On several occasions
 the Saraswatiputra had to mingle with 
educationists and so on. 

The authorities of Travancore Lexicon Office 
were seeking for a polyglot, 
well­-versed in the Dravidian languages 
to carryon research work. 

All the South Indian universities 
recommended unanimously the Saraswatiputra 
as the fittest scholar for that onerous duty. 
He served that institution for three years.

Later Sri Krishna Kripalani, 
a multilingual scholar, 
the husband of 
Rabindranath Tagore’s grand-daughter,
 invited the Saraswatiputra to be Chief Librarian
 for a 19-language library. 

There the famous Malayalam poet 
Pandit Suranand Kunhan Pillai, 
an authority on ancient Malayalam literature 
and on Sanskrit, 
met the Saraswati­putra and spoke intimately 
stating that 
the Malayalees had recognized his greatness and worth. 
Sri Pillai had quoted that 
a diamond does not go seeking the buyer; 
only buyers 
who know the value go in search of precious diamonds – 
 that way ..
Dr. Puttaparthi was sought by 
Travancore Lexicon Office. 
And this comment moved Dr. Puttaparthi to joyous tears.

On another occasion 
Dr. Puttaparthi was introduced 
to Sri C. D. Deshmukh by the famous Hindi poet, 
During the conversation
 Sri C. D. Deshmukh recited a Hindi poem 
and asked him to translate it into Sanskrit 
which the Saraswatiputra had done instantly. 
And C. D. Deshmukh was highly elated 
by the translation piece.

Once the Saraswatiputra 
stayed in the Aurobindo Ashram 
and had learnt French, Greek and Latin languages. 

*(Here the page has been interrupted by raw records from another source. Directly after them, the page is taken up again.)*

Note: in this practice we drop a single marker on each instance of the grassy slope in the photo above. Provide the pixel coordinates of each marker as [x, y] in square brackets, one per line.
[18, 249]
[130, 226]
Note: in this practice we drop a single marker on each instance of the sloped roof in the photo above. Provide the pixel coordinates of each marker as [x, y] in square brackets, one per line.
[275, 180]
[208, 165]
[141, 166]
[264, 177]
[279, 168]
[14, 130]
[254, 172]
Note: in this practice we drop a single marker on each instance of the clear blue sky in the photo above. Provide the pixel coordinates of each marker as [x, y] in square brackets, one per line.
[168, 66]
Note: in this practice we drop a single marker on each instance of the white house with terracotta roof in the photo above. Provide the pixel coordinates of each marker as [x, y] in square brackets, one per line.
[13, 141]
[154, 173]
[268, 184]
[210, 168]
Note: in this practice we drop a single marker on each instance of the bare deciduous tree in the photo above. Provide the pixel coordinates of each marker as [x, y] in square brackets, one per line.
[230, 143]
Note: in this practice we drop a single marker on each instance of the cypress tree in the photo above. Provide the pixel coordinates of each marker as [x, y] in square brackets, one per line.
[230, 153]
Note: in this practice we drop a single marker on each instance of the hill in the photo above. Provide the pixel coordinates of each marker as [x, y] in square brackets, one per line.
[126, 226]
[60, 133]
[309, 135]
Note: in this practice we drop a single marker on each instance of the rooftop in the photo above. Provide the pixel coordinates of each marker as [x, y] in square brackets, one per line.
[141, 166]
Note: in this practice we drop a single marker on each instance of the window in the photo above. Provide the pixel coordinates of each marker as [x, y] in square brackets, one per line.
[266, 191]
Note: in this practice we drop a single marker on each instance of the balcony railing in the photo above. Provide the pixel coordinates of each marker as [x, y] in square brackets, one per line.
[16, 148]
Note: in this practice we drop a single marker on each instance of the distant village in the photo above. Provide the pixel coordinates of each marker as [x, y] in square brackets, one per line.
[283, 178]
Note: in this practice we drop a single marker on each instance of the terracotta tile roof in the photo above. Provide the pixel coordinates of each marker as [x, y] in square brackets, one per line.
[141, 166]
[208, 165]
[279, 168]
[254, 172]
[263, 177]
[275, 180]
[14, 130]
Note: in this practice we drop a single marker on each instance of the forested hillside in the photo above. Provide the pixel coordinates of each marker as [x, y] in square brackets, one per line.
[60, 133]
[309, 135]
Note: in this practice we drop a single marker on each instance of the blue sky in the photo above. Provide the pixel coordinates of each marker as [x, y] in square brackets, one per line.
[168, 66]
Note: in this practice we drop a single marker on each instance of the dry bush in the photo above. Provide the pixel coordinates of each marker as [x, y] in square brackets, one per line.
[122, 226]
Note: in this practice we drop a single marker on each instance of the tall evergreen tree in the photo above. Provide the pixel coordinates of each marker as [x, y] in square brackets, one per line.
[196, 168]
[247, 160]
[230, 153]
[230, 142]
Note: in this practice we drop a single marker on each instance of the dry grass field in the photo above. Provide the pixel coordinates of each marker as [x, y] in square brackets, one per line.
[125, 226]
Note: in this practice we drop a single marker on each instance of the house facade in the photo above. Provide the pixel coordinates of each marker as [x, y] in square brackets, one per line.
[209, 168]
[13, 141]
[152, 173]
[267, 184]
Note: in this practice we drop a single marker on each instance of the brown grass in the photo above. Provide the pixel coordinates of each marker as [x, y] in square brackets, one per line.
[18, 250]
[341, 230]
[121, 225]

He also translated Aurobindo’s writings into Telugu. 
He had written in every literary form 
and completed more than one hundred books. 
Of them 
Pandaribhagavatam and 
Janapriya Ramayanam stand apart as masterpieces.

On several occasions
 Dr. Puttaparthi was suggesting to the Pandits, 
scholars and authorities that 
a very great deal of service was 
still to be done to Telugu 
and other Dravidian languages. 

He was of the firm conviction that 
without some study 
and familiarity of the Dravidian languages 
total mastery of Telugu would be incomplete as the people, 

Languages and cultures of these neighbouring States 
were interlinked in the Inner rhythm of their lives. 
He emphasized the need of prolific translation of all classics
 of the other Dravidian languages.
While commenting on the neglect of Telugu by the
         authorities, he grieved over the prevailing plight 
as the Andhras had not even translated 
the renowned Caldwell’s History of Philology  
(a book on South Indian languages). 

The Saraswatiputra always felt that 
the Government should regard poets 
on a par with the scientists. 
And Dr. Putta­parthi Narayanacharyulu remains 
as one of the brightest stars on the Andhra literary horizon.